Friday, August 24, 2012

A Hillary Sandwich

To find out what’s going on in the world you can choose between the hundreds of ponderous analyses published every days in as many languages.

Or, you can ponder Forbes' Magazine’s choice of the top three most influential women in the world: German Chancellor Angela Merkel, American Secretary of State Hillary Clinton, Brazilian President Dilma Rousseff.

Out of curiosity I tried to find Forbes’ last year’s list, but it had already been updated to reflect this year’s choice.  So I went to 2010, and here is what I found:

“The top-10 ranking alone reveals three powerhouse black women, whose success plants the seed of possibility for generations of women to follow: Michelle Obama (No. 1), Oprah Winfrey (No. 3) and Beyonce Knowles (No. 9). The GLBT community is also well represented at the top. Openly gay Ellen DeGeneres (No. 10) has brought lesbianism to the mainstream with massive platforms .... .At just 24, Gaga wields a daily audience of 25 million on Facebook and Twitter and earns $62 million a year. Indra Nooyi (No. 6), CEO of $43 billion beverage giant PepsiCo, is an Indian-American.

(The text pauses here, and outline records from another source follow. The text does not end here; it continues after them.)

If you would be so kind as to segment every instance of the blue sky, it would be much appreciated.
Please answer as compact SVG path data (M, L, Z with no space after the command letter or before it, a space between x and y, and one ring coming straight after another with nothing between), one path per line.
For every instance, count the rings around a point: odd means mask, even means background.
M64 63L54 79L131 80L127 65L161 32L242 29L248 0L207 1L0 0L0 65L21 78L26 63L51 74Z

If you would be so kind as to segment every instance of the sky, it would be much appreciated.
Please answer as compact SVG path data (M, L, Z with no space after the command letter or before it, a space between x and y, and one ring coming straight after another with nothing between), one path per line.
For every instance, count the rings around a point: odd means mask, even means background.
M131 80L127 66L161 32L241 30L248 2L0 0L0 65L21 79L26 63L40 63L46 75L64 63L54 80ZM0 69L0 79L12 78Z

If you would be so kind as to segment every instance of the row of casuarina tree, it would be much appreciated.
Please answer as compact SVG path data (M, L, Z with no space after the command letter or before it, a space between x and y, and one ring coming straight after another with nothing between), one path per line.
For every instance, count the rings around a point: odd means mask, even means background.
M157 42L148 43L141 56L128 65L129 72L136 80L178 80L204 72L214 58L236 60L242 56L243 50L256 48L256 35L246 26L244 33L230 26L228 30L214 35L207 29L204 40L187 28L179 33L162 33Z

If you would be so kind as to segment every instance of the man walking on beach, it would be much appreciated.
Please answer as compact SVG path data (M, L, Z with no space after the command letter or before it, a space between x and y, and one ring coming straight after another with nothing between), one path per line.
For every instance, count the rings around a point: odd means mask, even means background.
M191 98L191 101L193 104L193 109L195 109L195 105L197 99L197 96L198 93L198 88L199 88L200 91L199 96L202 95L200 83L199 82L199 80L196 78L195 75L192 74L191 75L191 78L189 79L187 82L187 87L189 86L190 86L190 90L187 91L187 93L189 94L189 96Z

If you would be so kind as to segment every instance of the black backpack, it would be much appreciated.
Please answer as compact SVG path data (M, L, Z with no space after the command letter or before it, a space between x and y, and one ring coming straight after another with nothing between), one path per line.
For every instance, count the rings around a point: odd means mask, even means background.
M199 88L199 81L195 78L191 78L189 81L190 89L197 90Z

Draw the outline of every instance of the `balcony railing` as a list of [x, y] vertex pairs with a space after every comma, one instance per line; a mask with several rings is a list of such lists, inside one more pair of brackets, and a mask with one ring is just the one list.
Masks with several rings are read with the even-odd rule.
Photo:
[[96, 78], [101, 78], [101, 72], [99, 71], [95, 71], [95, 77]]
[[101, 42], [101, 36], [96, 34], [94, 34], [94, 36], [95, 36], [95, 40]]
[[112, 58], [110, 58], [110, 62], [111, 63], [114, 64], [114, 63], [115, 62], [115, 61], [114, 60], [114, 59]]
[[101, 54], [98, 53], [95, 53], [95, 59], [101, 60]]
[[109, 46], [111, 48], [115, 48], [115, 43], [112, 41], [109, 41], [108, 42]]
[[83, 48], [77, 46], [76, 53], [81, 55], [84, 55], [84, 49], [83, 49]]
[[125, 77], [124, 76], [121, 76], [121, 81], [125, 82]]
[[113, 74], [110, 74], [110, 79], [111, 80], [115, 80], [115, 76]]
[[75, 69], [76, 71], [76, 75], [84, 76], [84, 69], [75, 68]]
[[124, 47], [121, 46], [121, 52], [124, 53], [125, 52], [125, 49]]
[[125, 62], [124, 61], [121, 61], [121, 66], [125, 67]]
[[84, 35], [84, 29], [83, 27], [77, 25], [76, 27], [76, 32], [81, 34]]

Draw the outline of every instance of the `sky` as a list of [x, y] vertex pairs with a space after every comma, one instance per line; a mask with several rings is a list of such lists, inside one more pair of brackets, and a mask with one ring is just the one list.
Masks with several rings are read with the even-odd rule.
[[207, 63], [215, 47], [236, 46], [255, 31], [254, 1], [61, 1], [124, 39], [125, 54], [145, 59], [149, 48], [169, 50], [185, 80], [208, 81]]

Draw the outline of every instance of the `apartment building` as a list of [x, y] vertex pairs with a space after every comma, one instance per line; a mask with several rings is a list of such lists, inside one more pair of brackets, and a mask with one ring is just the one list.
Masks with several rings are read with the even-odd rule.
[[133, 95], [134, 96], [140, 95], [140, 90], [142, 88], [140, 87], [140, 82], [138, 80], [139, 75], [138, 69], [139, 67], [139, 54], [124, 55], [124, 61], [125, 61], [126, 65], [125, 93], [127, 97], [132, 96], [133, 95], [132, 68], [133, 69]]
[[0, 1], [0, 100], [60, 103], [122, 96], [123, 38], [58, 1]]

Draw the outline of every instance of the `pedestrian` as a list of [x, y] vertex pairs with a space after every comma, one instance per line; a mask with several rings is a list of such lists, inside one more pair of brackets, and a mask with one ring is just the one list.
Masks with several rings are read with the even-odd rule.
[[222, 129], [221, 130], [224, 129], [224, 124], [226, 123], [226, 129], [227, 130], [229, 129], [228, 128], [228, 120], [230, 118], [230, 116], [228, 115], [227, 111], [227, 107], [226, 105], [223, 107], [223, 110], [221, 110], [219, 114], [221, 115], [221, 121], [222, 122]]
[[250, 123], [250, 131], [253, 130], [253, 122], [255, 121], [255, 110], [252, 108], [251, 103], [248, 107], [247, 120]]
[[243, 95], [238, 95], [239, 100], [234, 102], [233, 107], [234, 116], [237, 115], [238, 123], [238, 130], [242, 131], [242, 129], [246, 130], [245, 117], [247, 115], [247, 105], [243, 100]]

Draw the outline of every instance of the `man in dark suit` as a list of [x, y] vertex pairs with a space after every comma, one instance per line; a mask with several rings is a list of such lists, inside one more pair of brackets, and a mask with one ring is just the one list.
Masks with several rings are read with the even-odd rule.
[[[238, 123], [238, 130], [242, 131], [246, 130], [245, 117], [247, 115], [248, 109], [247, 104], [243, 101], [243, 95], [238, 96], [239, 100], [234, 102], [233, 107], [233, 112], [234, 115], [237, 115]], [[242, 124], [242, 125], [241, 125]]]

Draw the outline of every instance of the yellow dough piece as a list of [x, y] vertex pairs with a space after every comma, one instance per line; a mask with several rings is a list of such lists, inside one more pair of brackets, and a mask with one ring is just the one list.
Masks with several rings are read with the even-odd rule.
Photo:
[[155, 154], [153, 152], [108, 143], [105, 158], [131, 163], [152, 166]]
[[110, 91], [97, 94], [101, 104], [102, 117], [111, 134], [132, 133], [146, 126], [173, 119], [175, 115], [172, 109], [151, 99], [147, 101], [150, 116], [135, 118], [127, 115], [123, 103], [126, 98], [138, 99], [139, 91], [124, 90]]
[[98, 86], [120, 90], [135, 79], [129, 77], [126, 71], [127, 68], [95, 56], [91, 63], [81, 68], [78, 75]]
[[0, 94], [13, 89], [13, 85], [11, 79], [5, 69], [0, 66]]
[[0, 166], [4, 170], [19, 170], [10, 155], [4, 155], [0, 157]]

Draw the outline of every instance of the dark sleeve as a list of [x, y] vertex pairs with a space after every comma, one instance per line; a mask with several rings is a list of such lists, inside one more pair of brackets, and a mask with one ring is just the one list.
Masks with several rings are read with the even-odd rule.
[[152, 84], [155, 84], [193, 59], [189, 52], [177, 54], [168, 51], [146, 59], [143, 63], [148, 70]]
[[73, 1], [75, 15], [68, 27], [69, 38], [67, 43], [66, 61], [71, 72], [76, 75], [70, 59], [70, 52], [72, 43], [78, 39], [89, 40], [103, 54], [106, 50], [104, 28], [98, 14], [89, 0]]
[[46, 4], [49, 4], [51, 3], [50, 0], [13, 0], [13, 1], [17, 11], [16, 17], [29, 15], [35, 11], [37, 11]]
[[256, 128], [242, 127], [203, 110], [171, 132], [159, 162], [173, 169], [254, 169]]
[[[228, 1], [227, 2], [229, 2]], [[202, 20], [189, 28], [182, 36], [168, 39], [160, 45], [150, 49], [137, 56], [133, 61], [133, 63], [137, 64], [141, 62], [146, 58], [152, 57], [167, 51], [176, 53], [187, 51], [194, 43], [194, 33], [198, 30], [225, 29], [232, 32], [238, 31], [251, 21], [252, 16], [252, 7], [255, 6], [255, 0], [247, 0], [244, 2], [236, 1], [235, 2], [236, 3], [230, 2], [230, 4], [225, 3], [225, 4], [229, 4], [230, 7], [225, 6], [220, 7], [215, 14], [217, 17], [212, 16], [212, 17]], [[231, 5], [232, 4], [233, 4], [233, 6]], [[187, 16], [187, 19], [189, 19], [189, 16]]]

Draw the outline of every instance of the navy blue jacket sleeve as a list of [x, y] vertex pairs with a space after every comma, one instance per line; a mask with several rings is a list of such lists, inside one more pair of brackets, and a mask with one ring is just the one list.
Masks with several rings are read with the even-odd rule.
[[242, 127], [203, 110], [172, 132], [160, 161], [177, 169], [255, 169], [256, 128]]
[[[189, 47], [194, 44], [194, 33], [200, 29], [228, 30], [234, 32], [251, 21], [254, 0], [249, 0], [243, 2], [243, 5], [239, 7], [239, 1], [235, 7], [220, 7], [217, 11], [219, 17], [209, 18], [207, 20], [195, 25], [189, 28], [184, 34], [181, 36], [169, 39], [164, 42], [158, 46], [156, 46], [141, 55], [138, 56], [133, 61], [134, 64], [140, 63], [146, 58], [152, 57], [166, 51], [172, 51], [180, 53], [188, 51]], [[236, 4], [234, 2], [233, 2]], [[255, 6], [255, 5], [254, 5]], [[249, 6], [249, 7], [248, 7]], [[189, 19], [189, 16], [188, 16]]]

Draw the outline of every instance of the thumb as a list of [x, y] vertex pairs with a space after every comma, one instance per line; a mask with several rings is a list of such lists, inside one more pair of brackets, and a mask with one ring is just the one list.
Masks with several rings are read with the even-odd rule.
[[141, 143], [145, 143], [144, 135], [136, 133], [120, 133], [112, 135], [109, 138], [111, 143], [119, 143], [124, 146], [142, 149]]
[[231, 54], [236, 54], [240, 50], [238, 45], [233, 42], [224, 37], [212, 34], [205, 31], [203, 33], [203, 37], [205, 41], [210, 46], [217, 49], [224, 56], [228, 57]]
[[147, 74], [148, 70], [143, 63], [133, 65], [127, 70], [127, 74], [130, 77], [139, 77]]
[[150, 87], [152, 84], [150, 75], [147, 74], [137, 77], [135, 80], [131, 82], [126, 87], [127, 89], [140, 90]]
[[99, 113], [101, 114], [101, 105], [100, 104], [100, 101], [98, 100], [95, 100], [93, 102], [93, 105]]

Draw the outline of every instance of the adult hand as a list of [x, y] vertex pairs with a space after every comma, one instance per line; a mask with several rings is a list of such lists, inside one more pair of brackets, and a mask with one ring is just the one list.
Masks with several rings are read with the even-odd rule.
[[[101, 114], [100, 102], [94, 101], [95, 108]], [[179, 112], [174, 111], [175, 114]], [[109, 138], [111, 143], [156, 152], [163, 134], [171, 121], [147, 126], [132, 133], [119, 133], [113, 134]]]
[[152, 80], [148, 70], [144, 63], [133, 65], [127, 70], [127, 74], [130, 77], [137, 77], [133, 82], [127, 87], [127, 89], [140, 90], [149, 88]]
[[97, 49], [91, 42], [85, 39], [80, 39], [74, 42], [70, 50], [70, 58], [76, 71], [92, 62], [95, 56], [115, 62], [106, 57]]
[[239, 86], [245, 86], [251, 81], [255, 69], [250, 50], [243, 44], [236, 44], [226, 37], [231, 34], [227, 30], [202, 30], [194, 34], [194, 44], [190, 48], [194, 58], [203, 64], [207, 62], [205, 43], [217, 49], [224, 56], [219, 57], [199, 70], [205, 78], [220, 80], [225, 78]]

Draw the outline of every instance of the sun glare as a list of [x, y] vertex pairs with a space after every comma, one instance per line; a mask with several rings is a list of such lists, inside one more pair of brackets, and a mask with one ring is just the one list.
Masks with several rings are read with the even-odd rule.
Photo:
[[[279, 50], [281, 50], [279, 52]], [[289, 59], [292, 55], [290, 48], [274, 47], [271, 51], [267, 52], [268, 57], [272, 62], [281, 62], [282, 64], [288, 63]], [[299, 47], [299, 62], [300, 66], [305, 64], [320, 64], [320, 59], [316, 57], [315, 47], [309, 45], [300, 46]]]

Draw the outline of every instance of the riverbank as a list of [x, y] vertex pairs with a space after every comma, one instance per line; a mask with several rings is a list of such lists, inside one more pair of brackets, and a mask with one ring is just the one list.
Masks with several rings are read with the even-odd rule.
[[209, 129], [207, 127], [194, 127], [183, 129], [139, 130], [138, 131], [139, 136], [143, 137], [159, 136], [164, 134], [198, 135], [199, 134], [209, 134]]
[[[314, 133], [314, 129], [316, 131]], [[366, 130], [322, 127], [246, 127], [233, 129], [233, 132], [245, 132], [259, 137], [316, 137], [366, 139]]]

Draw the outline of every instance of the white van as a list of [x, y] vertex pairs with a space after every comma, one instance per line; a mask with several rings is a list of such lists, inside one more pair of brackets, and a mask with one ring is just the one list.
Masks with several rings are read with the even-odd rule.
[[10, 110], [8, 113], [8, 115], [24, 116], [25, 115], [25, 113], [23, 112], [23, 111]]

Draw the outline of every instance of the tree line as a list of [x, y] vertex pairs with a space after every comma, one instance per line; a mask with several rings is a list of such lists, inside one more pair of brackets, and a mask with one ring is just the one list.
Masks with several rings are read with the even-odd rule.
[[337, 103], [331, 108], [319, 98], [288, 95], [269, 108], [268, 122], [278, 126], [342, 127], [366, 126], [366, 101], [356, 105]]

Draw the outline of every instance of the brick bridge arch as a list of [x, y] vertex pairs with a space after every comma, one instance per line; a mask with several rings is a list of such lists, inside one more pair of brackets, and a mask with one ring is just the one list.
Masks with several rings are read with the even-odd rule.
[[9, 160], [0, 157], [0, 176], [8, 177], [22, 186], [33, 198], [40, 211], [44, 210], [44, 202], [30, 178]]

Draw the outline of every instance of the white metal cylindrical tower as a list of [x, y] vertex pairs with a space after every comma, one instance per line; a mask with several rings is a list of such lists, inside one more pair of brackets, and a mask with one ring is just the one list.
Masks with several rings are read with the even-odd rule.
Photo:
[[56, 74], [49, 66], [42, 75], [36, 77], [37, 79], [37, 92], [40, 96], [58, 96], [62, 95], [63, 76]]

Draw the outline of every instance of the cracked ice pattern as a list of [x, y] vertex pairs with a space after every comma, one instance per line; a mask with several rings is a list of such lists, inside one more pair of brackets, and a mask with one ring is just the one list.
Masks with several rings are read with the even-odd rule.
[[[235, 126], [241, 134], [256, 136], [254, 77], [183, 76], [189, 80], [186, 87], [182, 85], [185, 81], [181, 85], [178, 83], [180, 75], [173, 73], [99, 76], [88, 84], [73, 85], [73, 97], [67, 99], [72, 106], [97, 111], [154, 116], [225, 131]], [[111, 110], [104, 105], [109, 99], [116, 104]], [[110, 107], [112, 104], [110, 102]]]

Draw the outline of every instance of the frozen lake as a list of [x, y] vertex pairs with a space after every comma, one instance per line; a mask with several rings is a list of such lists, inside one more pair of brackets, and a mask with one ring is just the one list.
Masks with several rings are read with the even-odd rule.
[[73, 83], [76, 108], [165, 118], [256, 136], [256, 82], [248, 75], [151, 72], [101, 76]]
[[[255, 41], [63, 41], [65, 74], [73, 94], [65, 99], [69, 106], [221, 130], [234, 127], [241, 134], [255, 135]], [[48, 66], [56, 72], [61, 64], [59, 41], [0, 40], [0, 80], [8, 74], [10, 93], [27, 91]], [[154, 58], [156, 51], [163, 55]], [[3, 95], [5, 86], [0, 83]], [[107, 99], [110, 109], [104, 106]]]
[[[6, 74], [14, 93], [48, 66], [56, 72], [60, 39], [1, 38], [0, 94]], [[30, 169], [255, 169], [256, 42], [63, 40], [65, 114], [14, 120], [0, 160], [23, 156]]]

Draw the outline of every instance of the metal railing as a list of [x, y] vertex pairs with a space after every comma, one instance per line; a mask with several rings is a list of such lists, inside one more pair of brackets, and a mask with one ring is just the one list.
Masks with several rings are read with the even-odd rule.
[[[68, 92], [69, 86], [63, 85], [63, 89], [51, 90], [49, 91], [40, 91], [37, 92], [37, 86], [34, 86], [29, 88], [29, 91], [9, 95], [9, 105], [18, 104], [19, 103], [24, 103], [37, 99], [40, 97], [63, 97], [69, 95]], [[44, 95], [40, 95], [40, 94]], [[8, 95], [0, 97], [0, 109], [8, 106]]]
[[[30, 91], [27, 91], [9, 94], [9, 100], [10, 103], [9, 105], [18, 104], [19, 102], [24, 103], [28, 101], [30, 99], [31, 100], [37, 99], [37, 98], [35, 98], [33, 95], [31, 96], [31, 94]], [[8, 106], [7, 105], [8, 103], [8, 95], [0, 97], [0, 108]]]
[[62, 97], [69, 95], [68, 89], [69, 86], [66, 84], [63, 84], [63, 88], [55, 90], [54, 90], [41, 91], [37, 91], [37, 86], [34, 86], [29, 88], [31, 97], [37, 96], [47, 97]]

German Chancellor Angela Merkel (No. 4) and Australian mega-bank Westpac CEO, Gail Kelly (No. 8), reflect a growing global distribution of power.”

The glossy business magazine’s editors probably never imagined how the list would look two years later: Merkel went from number 4 to number 1, while Rousseff went from 95 to 3, and Michelle Obama went from first place to 7th. In terms of the relative importance of show people, Oprah went from 3 to 11 and Lady Gaga from 7 to 14.

One of the things I take away from these shifts is that someone on the prestigious magazine has realized that the political and economic situation of the world deserves more attention than show-biz and social mores. But it may even be dawning on some that the world’s center of gravity is no longer in Washington, even if Hillary is in second place.

Germany remains Europe’s powerhouse, but Hillary’s recent African safari is a hopeless attempt to stem the influence on that massive continent of China and India. And Brazil is one of the four BRIC countries (the fourth being Russia) that are calling the shots as fast as we are losing it  (South Africa was recently tacked on to the list, probably more as a gesture to the other huge continent besides Latin America that is coming into its own than thanks to its economy, at least at present.)

Whichever way you slice it, the oft-heard expression ‘a multi-polar world’ serves as much to paper over America’s decline as to showcase new power centers.  We cannot predict the respective importance of Brasilia, Moscow, Peking or New Delhi within the new configuration that is emerging, but one thing we can be certain of is that, as I wrote in my 1989 book Une autre Europe, un autre Monde ‘solutions will no longer be found in Washington but in ‘Peking, New Delhi and’.....Moscow.

Forbes’ list of most powerful women on the world stage is meant to be entertaining, but it’s message signals a tectonic shift.